Wednesday, March 11, 2026

Cincinnati Baseball Coach Resigns Amid College Betting Scandal

  • The scandal intertwines the University of Cincinnati and Alabama over bets placed by Bert Eugene Neff Jr., the father of a Cincinnati player.
  • Googins resigns following the firings of Alabama’s head coach and two other Cincinnati staffers.
The University of Cincinnati baseball team is amid a betting scandal.
Syndication: The Cincinnati Enquirer.

University of Cincinnati baseball head coach Scott Googins has stepped down after six seasons amid an ongoing NCAA investigation into the betting activity of a player’s parent.

Bert Eugene Neff Jr, whose son, Andrew, pitches for the Bearcats, placed wagers at a sportsbook inside Cincinnati’s Great American Ballpark before an Alabama-LSU baseball game on April 28, according to Sports Illustrated. Surveillance inside the sportsbook indicated that Neff was in communication with Alabama head coach Brad Bohannon as he placed wagers on LSU to win.
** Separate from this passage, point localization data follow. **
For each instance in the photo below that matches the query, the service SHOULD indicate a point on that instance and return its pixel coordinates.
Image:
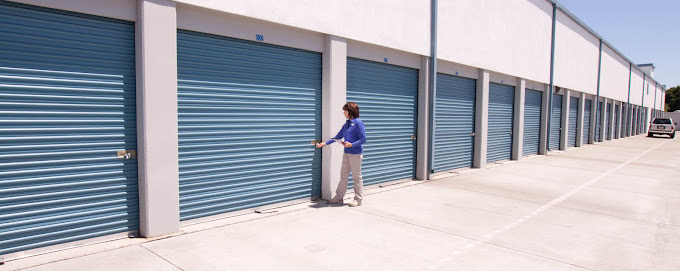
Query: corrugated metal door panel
(532, 121)
(67, 93)
(556, 122)
(501, 105)
(247, 115)
(598, 121)
(586, 120)
(573, 120)
(617, 127)
(629, 114)
(608, 121)
(386, 95)
(455, 122)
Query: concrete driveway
(612, 206)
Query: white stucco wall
(225, 24)
(576, 56)
(533, 85)
(513, 37)
(503, 79)
(614, 79)
(636, 87)
(118, 9)
(399, 24)
(457, 69)
(376, 53)
(649, 95)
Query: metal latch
(127, 155)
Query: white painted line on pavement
(491, 235)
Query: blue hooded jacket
(352, 131)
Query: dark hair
(352, 110)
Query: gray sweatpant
(351, 162)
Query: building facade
(137, 117)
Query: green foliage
(673, 99)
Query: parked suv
(664, 126)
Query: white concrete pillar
(564, 135)
(545, 108)
(333, 97)
(579, 121)
(593, 119)
(518, 121)
(481, 119)
(423, 137)
(157, 136)
(603, 120)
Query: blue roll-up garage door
(608, 122)
(532, 121)
(573, 120)
(248, 112)
(586, 120)
(386, 95)
(501, 105)
(556, 122)
(617, 122)
(598, 122)
(454, 122)
(67, 93)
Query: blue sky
(645, 31)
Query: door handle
(126, 154)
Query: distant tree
(673, 99)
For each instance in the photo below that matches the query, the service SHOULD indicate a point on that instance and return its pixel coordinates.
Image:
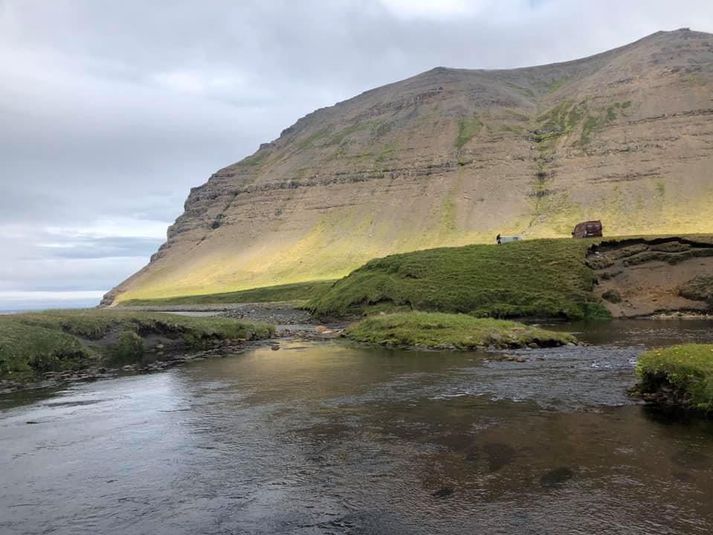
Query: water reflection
(328, 438)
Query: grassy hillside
(35, 343)
(538, 278)
(301, 291)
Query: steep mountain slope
(455, 156)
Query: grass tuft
(679, 376)
(435, 330)
(35, 343)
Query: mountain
(456, 156)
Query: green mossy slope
(538, 278)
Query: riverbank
(456, 332)
(69, 345)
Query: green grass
(434, 330)
(300, 291)
(33, 343)
(681, 375)
(531, 278)
(467, 128)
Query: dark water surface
(332, 438)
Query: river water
(328, 437)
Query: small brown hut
(588, 229)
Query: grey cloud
(111, 247)
(115, 109)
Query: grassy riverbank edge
(679, 377)
(460, 332)
(33, 345)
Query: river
(329, 437)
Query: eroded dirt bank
(644, 277)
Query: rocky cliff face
(454, 156)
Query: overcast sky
(111, 110)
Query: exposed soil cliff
(640, 277)
(455, 156)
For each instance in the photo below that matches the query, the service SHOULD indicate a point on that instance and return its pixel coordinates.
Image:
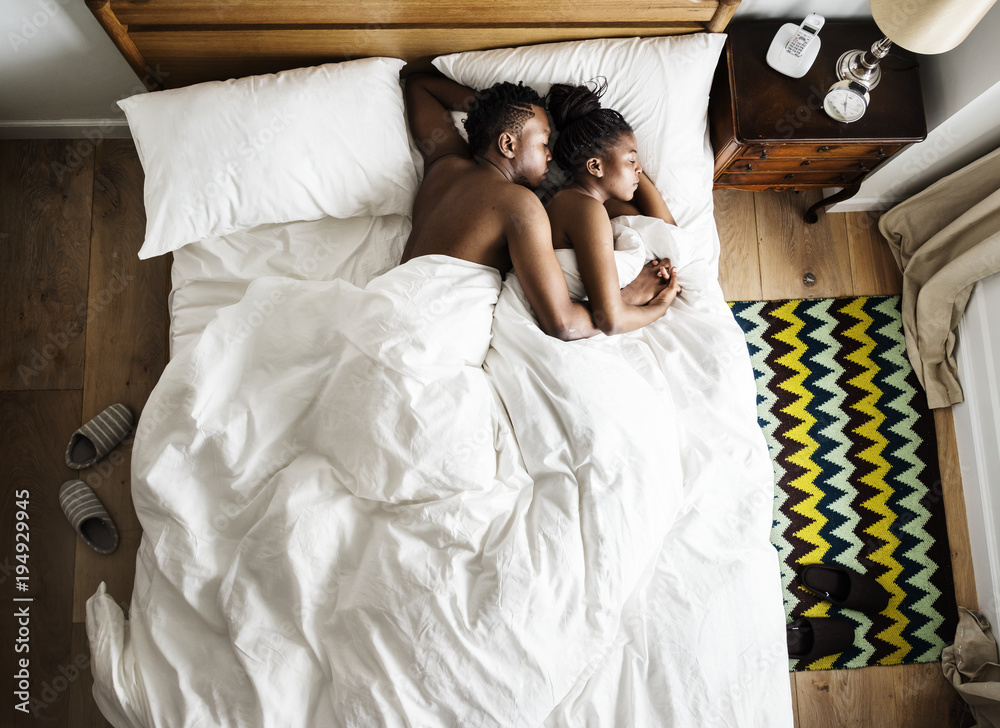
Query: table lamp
(921, 26)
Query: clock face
(844, 104)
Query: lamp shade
(928, 26)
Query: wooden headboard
(171, 43)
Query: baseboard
(977, 430)
(91, 129)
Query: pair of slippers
(87, 446)
(812, 638)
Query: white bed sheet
(701, 641)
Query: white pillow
(660, 86)
(229, 155)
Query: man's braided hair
(500, 108)
(585, 129)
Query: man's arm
(430, 99)
(529, 240)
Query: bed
(375, 494)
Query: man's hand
(651, 281)
(667, 295)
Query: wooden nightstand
(769, 131)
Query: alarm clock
(846, 101)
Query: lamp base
(862, 66)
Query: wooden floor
(85, 324)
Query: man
(475, 201)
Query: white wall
(790, 9)
(977, 431)
(59, 71)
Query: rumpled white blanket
(349, 522)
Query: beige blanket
(971, 666)
(945, 239)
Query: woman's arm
(586, 224)
(647, 201)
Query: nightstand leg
(812, 217)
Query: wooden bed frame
(172, 43)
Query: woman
(597, 149)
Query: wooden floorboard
(848, 256)
(798, 260)
(126, 351)
(120, 348)
(739, 264)
(873, 269)
(35, 427)
(44, 247)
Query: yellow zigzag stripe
(803, 457)
(877, 479)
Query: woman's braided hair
(499, 108)
(585, 129)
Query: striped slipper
(99, 436)
(88, 516)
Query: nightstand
(769, 131)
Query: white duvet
(405, 505)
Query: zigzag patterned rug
(856, 470)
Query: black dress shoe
(812, 638)
(844, 587)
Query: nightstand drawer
(788, 179)
(779, 164)
(818, 150)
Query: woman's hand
(669, 292)
(650, 282)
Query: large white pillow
(660, 86)
(229, 155)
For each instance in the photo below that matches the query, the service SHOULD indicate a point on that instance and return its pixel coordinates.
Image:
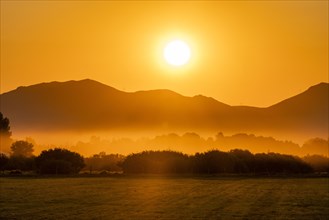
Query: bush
(59, 161)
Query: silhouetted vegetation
(22, 149)
(59, 161)
(318, 162)
(192, 143)
(104, 162)
(5, 133)
(157, 162)
(3, 161)
(213, 162)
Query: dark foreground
(164, 198)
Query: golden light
(177, 53)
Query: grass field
(164, 198)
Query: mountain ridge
(91, 105)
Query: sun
(177, 53)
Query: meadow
(160, 197)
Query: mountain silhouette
(88, 105)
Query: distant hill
(88, 105)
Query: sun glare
(177, 53)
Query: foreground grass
(164, 198)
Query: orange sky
(249, 53)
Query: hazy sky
(251, 53)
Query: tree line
(63, 161)
(214, 162)
(237, 161)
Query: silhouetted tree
(59, 161)
(3, 161)
(103, 161)
(22, 149)
(156, 162)
(21, 163)
(5, 133)
(213, 162)
(318, 162)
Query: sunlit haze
(253, 53)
Alabama’s top pitcher, Luke Holman, was scratched from his scheduled April 28 start against LSU, reportedly due to a back issue, and the Tigers won the game, 8-6.

Alabama fired Bohannon on May 4, with Googins now the second head coach to leave his program amid this college baseball betting scandal. In May, Cincinnati fired assistant baseball coach Kyle Sprague and director of operations Andy Nagel for having knowledge of Neff’s gambling activity and not reporting it to school administrators, SI reports. 

Gambling regulators in Indiana were reportedly the first to flag suspicions of Bert Neff’s betting activity. Neff is from Mooresville, Indiana, and was a college pitcher at Indiana and Louisville in the 1990s. He is well connected in Indiana amateur baseball circles due to his administrative role with Indiana Elite baseball, which has sent several players to Division I institutions.

In addition to Alabama and Cincinnati, investigations are ongoing at Iowa and Iowa State, where a combined 41 student-athletes were suspended for potentially violating the NCAA’s rules on sports betting.